Wuaki.tv central logging system
Last year Ignasi Blanco joined the operations team at Wuaki.tv, and one of the first tasks he had was to deploy a central logging system. We happen to be using Splunk at that moment but we reached the limits of the free license really fast. When we were looking for alternatives we found Logstash and Kibana.
Logstash is an Open Source project developed by Jordan Sissel from Dreamhost, which helps us process any kind of logs.
It’s been almost a year since we started that project, I am sure we will make a post with more details soon but to get an idea at the moment we are processing around 83 million log lines per day. One of the key aspects of our infrastructure is that almost everything is asynchronous, not only on the application level but also on the infrastructure.
On December, we decided that was time to implement caching on our application, we made this post to explain about how did we implement it. Since we posted we have made a couple of changes. Because of our global expansion, we decided that parts of our stack were going to handle global traffic while others were going to handle local traffic.

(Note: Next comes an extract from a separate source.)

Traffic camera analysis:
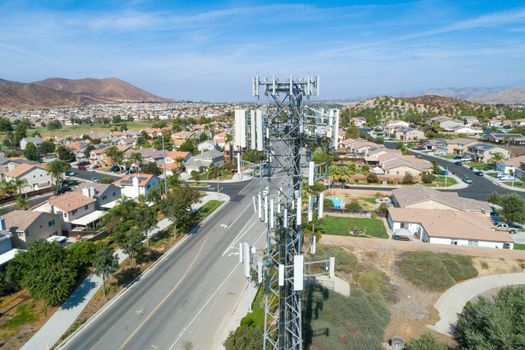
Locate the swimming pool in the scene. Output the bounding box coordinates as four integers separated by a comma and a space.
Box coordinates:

At the beggining this seems a little crazy but after trying and failing in our implementations, we had seen that this ways will have a positive impact on the server administration and will help us detect any issue easily, than having a local stack. This solution is applied thanks to Redis namespaces were we can create keys with country, environment, and application names in order to identify any request at a given time.
And this is basically what makes wuaki.tv runs at the moment, mainly on top os m1.large AWS instances, using tools such as Amazon S3, Cloudfront, Autoscaling and more…much more.
GeoIP configuration on Nginx
During our implementation at Wuaki.tv we found a couple of issues related to Amazon ELB’s and autoscaling policies on Nginx, which doesn’t refresh our upstreams Ip’s on realtime in order to solve this issue we implemented the resolver directive with amazon DNS servers on our nginx.conf file.
As you may know by now, Wuaki.tv is a VOD service which depends on the user location. We have some business rules that we need to follow and depending on our users location we have to send traffic to many different clusters, with completely different business rules on each one of them. To accomplish this we use the Nginx-full package on Debian because it offers us support for Geoip configuration in a simple way using our APT package manager.
Particular Vhost configuration for wuaki.tv
For our API, we use a different method because we need transparency in order to complete each requests from our clients. We need to give the appropriate response to each user depending on their location without any weird redirect.